Makineyi tamamen doldurunca veya tek parça kıyafeti makineye attığınızda ne kadar deterjan koyacağınızı bilemiyor olabilirsiniz. İşte tam bu noktada i-Dos Deterjan Tarama teknolojisi devreye giriyor. Siemens Home Connect üzerinden şişelerin barkodunu okutup su sertliği ve deterjan yoğunluğunu makineye iletiyor, i-Dos ise her yıkamada doğru miktarı otomatik olarak ayarlıyor. Üstelik Siemens Home Connect uygulaması, deterjan seviyesini takip ederek deterjanınız tükenmeden önce size haber veriyor. Tek yapmanız gereken uygulamayı telefonunuza yüklemek ve çamaşır makinenizi uygulamaya bağlamak. 

stainRemoval teknolojisi: Zorlu lekelerle inatlaşmayı unutun 

Çay, yağ, makyaj, çikolata lekeleri… Gün içinde fark etmeden üzerinize bulaşan lekeler artık kâbus olmaktan çıkıyor. Siemens iQ500 çamaşır makinesi ile stainRemoval teknolojisi devreye giriyor. Tek bir dokunuşla çay, yağ, kozmetik veya günlük hayatta karşılaştığınız diğer zor lekeler için özel programları aktif edebilirsiniz. 

Siemens Home Connect uygulaması sayesinde daha fazla leke türünü ve bunlar için geliştirilmiş özel programları keşfetmek de mümkün. Yani sadece “lekeyi çıkar” demekle kalmıyor, sizin için en doğru yıkama programını da otomatik olarak öneriyor. Böylece hem lekelerle uğraşmak zorunda kalmıyor hem de giysilerinizin ömrünü koruyorsunuz. 

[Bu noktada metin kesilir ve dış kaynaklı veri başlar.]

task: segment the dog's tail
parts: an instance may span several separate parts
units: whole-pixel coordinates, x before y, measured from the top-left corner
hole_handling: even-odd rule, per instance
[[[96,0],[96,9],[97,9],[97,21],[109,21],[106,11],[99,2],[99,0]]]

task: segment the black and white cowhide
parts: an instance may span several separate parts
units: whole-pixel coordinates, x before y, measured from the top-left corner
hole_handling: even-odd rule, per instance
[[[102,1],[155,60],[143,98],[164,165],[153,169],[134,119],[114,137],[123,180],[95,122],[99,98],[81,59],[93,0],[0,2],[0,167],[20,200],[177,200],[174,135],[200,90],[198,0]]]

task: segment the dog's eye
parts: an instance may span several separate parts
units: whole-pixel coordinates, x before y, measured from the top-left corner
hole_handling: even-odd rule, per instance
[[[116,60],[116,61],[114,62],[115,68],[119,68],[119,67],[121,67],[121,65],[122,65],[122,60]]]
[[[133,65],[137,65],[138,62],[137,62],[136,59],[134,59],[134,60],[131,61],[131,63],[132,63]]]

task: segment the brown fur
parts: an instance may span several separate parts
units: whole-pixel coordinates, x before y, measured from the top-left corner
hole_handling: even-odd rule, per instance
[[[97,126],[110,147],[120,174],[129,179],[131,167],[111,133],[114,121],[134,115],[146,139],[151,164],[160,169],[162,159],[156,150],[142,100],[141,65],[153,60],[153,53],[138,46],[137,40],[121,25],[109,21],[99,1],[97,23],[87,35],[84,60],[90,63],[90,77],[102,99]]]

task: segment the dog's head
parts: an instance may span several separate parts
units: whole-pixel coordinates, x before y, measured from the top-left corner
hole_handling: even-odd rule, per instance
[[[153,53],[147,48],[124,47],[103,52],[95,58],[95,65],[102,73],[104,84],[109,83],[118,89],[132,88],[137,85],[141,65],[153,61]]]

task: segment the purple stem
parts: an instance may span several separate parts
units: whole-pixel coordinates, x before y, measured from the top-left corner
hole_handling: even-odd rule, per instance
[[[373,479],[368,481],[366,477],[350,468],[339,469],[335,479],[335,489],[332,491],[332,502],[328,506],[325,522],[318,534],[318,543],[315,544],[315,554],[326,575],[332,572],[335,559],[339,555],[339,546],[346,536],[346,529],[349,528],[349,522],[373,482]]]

Artık çocuğunuza yemek yedirirken dökülen yemek lekeleri, kahve kazaları ya da mutfakta sıçrayan yağ lekeleri sizi endişelendirmiyor. stainRemoval, günlük hayatın getirdiği küçük sürprizlere karşı en güvenilir yardımcınız oluyor. 

Siemens iQ500 çamaşır ve kurutma makineleri, artık sadece kıyafetlerinizi temizleyen makineler değil; size zaman, konfor ve güven veren akıllı iş ortaklarınızdır. Ütüye harcadığınız vakti kendinize ayırın, lekelerle uğraşmayı unutun ve teknolojinin yaşam alanınıza uyumunun keyfini yaşayın.

*Bu yazı Siemens’in katkılarıyla hazırlanmıştır.